AIMA supports the introduction of a robust and effective framework for dealing with the recovery and resolution of systemically important non-bank financial institutions, but believes that neither hedge fund managers nor asset managers are systemically important given their nature, size, activities and structures, as well as the regulatory environment in which they operate.  In contrast, it agrees that central counterparties (“CCPs”) are, in general, systemically important and that national insolvency laws are not adequate to address CCP failures.

Resolution Objectives

AIMA proposes that an alternative resolution objective be adopted in place of the main objective currently within the Consultation i.e. maintenance of critical functions.
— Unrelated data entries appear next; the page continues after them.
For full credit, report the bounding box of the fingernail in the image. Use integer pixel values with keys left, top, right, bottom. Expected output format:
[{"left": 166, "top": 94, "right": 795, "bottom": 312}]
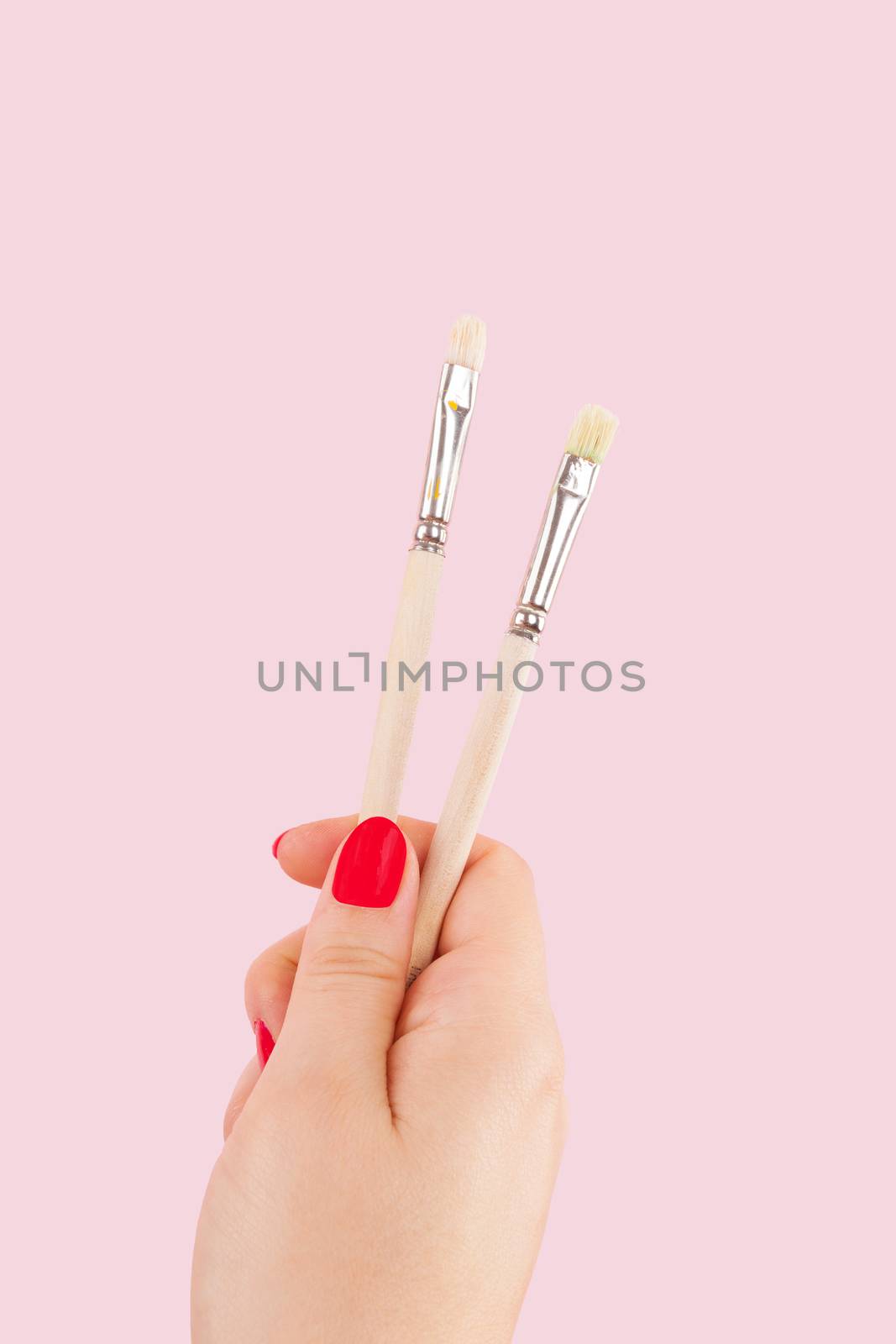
[
  {"left": 333, "top": 817, "right": 407, "bottom": 907},
  {"left": 253, "top": 1017, "right": 274, "bottom": 1068}
]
This alternative objective would stress the need to ensure the rapid and efficient liquidation of all open positions of all CCP members and the timely return of client monies.

Resolution Tools

AIMA is concerned that the tools designed for the resolution of banks or large investment firms are not suitable for CCP resolution.  It also advocates that certain aspects of the Recovery and Resolution Directive (“RRD”) be revisited, proposing that:

  • all CCP clearing members be subject to the RRD;
  • the main objectives of resolution under the RRD are amended to include the continuity of CCP services; and
  • haircuts not be applied to open derivative positions or to margin held by CCPs or clearing members.

AIMA regards the sale of business and asset separation tools as potentially unsuitable for CCPs primarily due to the lack of substitutability between CCPs and the practical difficulties in effecting a transfer of a failed CCPs services to a private sector purchaser.  With respect to the bridge institution tool, AIMA expresses concerns that the sheer operational complexity of CCP activities reduces the likelihood of a successful application of the tool.

AIMA also regards traditional bail-in as being unsuitable to a CCP resolution.  It believes that loss allocation mechanisms for CCPs must avoid the bail-in of open derivative positions held by CCPs and clearing members.  It also regards the haircutting of margin as undesirable, particularly the haircutting of variation margin for ‘in the money’ participants which it views as entirely arbitrary.  It considers that specific liquidity calls on clearing members implies unlimited liability (which may result in higher capital and liquidity charges on clearing members), may exacerbate pro-cyclicality and will potentially promote contagion.  Instead, AIMA stresses the importance of robust pre-failure capitalisation measures and the use of ex-ante resolution funds in order to avoid the need to apply such loss allocation/recapitalisation tools.

Conclusion

AIMA is right to question the application of this legislation to asset managers and hedge fund managers, although its argument that the use of ‘gates’ and ‘side pickets’ are factors which reduce systemic importance is a little difficult to follow at times.  In general, it is not easy to see how funds can legitimately be regarded as systemically important.  However, ‘gates’ and ‘side pockets’ are generally regarded as mechanisms allowing the manager of a fund to manage its liquidity risks, rather than reducing systemic relevance per se.  Indeed, the use of ‘gates’ and ‘side pockets’ can actually amplify systemic risk – particularly in the case of institutional investors unable to redeem investments from affected funds.

With respect to some of the other AIMA proposals, CCP membership itself is not a definitive indicator of systemic importance.  Moreover, whilst AIMA makes a number of valid observations on the subject of loss allocation, there needs to be a recognition that, if ex-ante arrangements fail, losses must be allocated somewhere.  The haircutting of margin, particularly variation margin, is indeed unpalatable.  However, in the absence of an ultimate backstop provided by the taxpayer, we are yet to see a better solution.